U.S. companies account for the bulk of the $6.3 billion in direct investments in Mexico pledged for 1996. AT&T, MCI Communications, and Bell Atlantic are spending heavily to prepare for the 1997 opening of telecommunications. Privatization will spread to petrochemical plants and railroads in 1996, and Mexico is encouraging foreigners to invest in natural-gas distribution and power plants. U.S. corporations increasingly see Mexico as an attractive production base for sales to the rest of Latin America. "We can tie together manufacturing in the U.S. and Mexico and go after markets in South America," says Kenneth C. Brown, president of GE de Mexico.

Forecasters don't expect much help with the trade balance from Canada's rebounding economy, which the Bank of Montreal predicts will grow 3.5% in 1996. With the weak Canadian dollar (trading at around U.S. 73 cents) and with shaky Canadian consumers holding on to their wallets, Canada's southbound exports may grow faster than the flow of goods northward. That could push Canada's merchandise trade surplus with the U.S. to a record $27 billion in 1996, says Sherry Cooper, chief economist at Toronto brokerage Nesbitt Burns.

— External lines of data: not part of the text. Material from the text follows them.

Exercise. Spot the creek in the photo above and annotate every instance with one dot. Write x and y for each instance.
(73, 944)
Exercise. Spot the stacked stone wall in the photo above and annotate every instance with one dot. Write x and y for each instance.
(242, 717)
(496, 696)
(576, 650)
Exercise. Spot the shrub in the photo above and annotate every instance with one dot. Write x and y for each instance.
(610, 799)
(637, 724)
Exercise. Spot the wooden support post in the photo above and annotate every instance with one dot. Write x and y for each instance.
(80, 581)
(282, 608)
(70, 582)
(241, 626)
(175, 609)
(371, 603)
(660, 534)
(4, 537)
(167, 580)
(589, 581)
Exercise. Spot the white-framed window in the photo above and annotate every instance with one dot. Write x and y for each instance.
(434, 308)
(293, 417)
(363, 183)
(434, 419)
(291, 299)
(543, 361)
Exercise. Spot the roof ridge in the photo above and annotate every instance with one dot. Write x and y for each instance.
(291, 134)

Europe may not do much for the U.S. trade balance in 1996, either. While members of the European Union recently unveiled their proposed unified currency, the Euro, the recent French strikes to protest budget-cutting in Paris highlight the difficulty that EU members will have in meeting the stringent fiscal requirements for monetary union. French forecasters expect growth of only 1% in 1996. Germany is healthier, but business there is struggling to remain competitive in the face of high wages and taxes. "Europe still has the pain and agony of downsizing and restructuring ahead of it," says Nariman Behravesh, DRI's chief international economist, who predicts 2.3% growth for the EU in 1996.

For fast growth, U.S. exporters will once again have to turn to Asia. The economies of China, Hong Kong, Indonesia, Malaysia, Singapore, Taiwan, and Thailand will grow at rates between 5% and 9% in 1996, down just slightly from 1995. Texas Instruments Inc., for instance, has an Asian export winner in its high-end digital-signal processing chips, made in America and sold for use in interactive toys, telecom gear, and video devices. TI's Asian sales rose 50% in 1996, says Victor Koh, managing director for Hong Kong and China, in part because Asians are buying more electronics for their own use. "We're benefiting from the higher affluence in Asia," he says.

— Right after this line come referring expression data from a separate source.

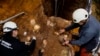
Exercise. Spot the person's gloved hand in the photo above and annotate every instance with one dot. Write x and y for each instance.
(65, 43)
(61, 31)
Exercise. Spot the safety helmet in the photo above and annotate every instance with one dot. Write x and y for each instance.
(9, 26)
(79, 15)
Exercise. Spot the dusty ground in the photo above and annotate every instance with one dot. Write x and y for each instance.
(39, 22)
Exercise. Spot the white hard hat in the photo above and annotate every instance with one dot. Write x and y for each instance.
(79, 15)
(9, 26)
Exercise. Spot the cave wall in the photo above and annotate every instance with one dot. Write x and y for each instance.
(40, 12)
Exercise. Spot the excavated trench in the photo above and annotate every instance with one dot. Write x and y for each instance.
(43, 19)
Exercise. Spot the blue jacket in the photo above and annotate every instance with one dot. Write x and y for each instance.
(88, 34)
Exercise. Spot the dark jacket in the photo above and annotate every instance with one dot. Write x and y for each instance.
(10, 46)
(88, 34)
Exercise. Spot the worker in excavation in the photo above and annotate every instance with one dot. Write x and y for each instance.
(10, 45)
(89, 31)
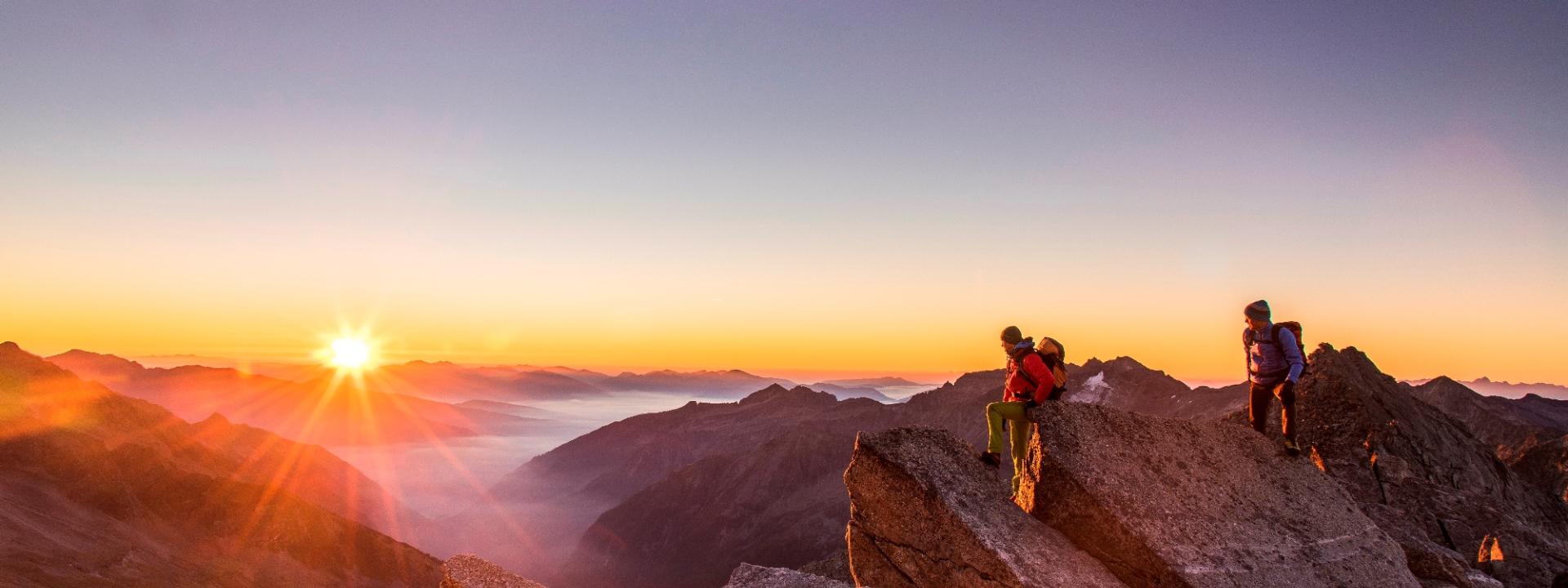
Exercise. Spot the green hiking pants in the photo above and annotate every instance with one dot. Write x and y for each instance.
(1019, 431)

Global crosscurrents will make 1996 the third strong year for American exports, which should grow a further 9% after adjustment for inflation. At the same time, subdued U.S. consumers may cut down on their purchases of goods made abroad. So while the U.S. will still run a trade deficit, the improved trade balance should add some $18 billion to GDP in 1996, says Allen Sinai, chief economist at Lehman Brothers Inc., marking "the first time this decade that net exports have been a plus for U.S. growth rather than a drag."

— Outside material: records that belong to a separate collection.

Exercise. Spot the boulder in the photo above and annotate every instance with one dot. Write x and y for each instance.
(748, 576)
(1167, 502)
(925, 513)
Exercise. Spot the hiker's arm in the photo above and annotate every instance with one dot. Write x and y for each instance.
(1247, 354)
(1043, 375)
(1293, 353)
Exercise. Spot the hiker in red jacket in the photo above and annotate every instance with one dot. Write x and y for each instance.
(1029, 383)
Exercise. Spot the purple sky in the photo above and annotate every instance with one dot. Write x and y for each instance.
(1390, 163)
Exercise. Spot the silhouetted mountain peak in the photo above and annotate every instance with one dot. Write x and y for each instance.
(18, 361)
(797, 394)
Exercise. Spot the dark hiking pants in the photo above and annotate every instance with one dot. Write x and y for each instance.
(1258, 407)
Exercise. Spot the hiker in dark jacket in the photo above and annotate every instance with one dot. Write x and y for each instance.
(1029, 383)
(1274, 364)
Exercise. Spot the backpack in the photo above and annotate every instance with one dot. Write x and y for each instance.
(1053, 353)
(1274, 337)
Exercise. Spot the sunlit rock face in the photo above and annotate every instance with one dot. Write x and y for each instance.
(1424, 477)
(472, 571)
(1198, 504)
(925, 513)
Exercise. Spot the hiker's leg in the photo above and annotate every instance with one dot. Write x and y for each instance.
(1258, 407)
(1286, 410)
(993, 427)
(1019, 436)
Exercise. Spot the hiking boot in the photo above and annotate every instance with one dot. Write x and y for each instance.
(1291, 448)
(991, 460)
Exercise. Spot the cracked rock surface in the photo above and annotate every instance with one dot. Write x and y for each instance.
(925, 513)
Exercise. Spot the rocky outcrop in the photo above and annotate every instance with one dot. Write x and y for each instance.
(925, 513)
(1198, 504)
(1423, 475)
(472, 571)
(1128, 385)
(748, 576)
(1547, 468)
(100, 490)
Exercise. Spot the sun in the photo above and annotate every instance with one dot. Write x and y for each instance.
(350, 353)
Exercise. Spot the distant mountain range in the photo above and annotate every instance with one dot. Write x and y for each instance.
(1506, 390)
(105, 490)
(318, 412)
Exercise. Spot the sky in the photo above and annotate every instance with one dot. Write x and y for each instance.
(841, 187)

BETTER THINGS TO DO. Export gains, continued capital spending, low inflation, and falling interest rates--what could go wrong with this picture? The biggest threat to the serene economy of 1996 may lie in Washington. In their struggle over balancing the budget, President Clinton and congressional Republicans have already shut down major portions of the federal government twice and spooked the markets.

Still, neither the White House nor Capitol Hill has much to gain from a budget stalemate. For both sides, the best course is to strike a deal and move on to matters closer to politicians' hearts--such as campaigning for November's elections. If Washington's dragons and sea serpents will just get out of the way, the U.S. economy could enjoy fair winds in 1996.